Zaten İsrail tarafından yanmış yıkılmış olan bölgeye yeni bir operasyon yapılması değişik tahribatlara neden olabilirdi. Ama Suriye Kürtleri ile Suriye Arap Cumhuriyeti’nin temsilcileri arasındaki 8 maddelik anlaşma, bölgede gerilimi azaltma konusunda yeni bir iklim yarattı. Suriye’deki geçici yönetimin lideri Devlet Başkanı Ahmed eş-Şara ve SDG komutanı Mazlum Abdi sekiz maddelik anlaşmayı imzaladılar. Anlaşma, Suriye’deki tüm etnik ve dini azınlıkların haklarını güvence altına alıyor. SDG kontrolündeki bölge ve altyapıların Şam’a bağlanmasını ve SDG’nin Suriye Ordusu’na entegre edilmesini de öngörüyor.

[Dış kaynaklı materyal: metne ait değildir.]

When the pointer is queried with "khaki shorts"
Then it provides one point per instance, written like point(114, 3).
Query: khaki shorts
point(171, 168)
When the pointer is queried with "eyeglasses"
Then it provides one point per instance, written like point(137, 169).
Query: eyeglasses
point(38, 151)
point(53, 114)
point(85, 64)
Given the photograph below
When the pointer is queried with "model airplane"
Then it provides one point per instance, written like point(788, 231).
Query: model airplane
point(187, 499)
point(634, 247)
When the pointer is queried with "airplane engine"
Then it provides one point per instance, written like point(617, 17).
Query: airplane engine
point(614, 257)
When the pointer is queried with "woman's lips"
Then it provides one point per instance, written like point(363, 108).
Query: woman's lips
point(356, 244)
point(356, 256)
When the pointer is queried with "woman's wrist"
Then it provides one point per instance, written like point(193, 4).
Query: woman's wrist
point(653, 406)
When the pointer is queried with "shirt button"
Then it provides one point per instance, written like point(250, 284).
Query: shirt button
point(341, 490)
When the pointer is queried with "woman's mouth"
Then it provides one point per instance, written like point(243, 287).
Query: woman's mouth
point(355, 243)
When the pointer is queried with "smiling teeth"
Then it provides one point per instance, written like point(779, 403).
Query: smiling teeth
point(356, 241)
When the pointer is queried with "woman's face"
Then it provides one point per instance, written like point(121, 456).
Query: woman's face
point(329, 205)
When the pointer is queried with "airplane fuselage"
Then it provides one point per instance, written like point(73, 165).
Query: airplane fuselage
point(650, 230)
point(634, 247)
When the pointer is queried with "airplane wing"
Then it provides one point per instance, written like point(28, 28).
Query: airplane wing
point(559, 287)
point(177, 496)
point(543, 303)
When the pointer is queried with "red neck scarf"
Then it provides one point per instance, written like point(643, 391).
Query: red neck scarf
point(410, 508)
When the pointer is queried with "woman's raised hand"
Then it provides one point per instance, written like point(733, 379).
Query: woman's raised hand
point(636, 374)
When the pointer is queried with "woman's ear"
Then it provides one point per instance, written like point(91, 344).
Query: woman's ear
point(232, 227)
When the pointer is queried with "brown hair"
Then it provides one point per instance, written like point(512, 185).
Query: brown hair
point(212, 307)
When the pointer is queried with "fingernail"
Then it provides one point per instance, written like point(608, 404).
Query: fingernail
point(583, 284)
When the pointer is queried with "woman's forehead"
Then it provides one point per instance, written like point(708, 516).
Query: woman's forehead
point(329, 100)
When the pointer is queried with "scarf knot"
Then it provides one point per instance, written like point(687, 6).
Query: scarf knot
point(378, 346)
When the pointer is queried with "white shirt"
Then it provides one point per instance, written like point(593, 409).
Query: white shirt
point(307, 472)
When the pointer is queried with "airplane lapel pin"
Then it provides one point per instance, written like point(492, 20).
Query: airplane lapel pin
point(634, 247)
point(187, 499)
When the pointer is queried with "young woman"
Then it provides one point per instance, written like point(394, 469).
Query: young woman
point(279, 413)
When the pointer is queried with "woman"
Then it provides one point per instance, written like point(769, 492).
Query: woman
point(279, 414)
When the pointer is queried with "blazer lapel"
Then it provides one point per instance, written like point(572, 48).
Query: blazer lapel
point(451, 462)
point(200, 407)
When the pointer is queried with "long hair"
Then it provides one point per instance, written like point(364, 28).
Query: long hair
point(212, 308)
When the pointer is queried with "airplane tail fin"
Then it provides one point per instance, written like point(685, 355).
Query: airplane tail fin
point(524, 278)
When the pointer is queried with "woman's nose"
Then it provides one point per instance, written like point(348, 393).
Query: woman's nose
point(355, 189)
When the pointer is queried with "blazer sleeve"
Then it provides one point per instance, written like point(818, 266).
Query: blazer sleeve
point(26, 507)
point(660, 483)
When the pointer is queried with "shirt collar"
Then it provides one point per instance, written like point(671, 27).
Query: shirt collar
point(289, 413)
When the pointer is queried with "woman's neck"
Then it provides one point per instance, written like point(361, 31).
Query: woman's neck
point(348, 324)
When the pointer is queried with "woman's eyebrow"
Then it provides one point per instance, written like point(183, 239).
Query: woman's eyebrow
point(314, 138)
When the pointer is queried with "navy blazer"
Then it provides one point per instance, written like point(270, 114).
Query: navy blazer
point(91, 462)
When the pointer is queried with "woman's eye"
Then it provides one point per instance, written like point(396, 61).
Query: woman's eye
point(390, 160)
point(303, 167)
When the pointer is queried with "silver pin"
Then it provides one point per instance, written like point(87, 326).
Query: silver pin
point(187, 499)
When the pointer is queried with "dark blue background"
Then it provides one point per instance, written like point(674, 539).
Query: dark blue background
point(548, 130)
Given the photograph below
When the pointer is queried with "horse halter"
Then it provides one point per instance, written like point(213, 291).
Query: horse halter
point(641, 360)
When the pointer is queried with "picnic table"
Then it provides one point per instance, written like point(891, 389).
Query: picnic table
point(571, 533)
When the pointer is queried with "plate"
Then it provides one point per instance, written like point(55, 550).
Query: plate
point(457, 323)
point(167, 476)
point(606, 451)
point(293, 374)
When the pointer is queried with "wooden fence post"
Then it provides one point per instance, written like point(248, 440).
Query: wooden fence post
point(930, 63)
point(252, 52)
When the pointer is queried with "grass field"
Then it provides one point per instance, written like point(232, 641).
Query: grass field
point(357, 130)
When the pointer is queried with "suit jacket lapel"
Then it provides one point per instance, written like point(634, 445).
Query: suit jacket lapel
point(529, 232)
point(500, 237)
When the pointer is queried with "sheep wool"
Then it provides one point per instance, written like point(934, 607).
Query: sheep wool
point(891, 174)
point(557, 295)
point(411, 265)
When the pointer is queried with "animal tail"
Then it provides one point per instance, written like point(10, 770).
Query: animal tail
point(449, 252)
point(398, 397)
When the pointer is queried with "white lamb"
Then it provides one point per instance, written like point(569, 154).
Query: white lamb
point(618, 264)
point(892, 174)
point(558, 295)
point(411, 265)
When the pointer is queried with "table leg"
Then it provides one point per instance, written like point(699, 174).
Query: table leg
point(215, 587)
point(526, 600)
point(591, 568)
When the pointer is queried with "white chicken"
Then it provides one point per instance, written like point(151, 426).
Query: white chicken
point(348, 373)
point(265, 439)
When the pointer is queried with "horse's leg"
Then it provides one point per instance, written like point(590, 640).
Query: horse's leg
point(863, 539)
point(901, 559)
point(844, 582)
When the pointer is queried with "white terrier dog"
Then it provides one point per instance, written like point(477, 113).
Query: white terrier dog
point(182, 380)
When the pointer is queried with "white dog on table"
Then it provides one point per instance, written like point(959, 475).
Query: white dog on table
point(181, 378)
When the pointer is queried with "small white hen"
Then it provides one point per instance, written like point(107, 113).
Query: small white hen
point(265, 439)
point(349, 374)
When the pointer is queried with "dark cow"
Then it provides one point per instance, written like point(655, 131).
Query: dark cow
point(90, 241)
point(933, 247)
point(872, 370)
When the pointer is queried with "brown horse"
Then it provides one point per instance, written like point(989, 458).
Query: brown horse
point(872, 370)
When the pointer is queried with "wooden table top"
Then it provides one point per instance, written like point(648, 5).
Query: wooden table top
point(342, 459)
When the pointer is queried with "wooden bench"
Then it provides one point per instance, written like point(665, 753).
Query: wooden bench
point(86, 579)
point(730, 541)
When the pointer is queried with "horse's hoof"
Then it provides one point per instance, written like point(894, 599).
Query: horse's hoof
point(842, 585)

Bu yaklaşım, Türkiye dahil bölgedeki devletler ve siyasi yapılar tarafından olumlu karşılandı. Anlaşmanın ardından toplanan SDG Meclisi, imzalanan metni çok olumlu bulduğunu söylerken bir itirazını da dile getirdi. Devletin “Arap İslam Cumhuriyeti” olarak adlandırılmasının Suriye’nin çok etnili, çok dinli, çok mezhepli yapısına uygun düşmediğini belirtti. Kürt bölgesinden gelen itirazın haklılığını kanıtlayan bir gelişme de bölgede son günlerde Alevilere yönelik saldırıların yaygınlaşması.
Suriye cephesinde yaşanan olumlu gelişmelerin yanında Türkiye’de de alışık olmadığımız günlerden geçiyoruz. Türkiye’nin iki farklı kutbunu temsil eden DEM Parti ve MHP heyetlerinin, Kürt meselesi gibi zıt oldukları bir konuda görüşmeler yapmaları, bölge barışı adına önemli. Bazı çevreler geçmişte yaşanan ve sonuç vermeyen bir takım girişimleri hatırlatarak ve “bu işin içinde türlü oyunlar var” diyerek geri duruyorlar. Bazıları, “Bunların hepsi ABD projesidir” şeklinde geleneksel basmakalıp tezlerle sürece karşı çıkıyor.
Umutlanmak için bu kez çok sebep var. Suriye’de bile farklılıklar artık anayasal güvence altına alınırken, Türkiye’nin de bazı temel insan hakları konusunda daha dinamik hareket etmesinin gerektiği açık. DEM-MHP uzlaşması ve buluşması, Türkiye’nin tarihi paradigmasının değişmekte olduğunu gösteren bir sonuç. Türkiye’nin demokratikleşme süreci; insan hakları, ifade özgürlüğü gibi kilit meselelerde düğümlenir. MHP de bu alandaki “karşıt ağırlığın” önemli bir bileşeniydi. Şu an ise toplumdaki beklenti MHP’nin geçmişten farklı olarak yeni bir rol üstlenebileceğine dair işaretler veriyor.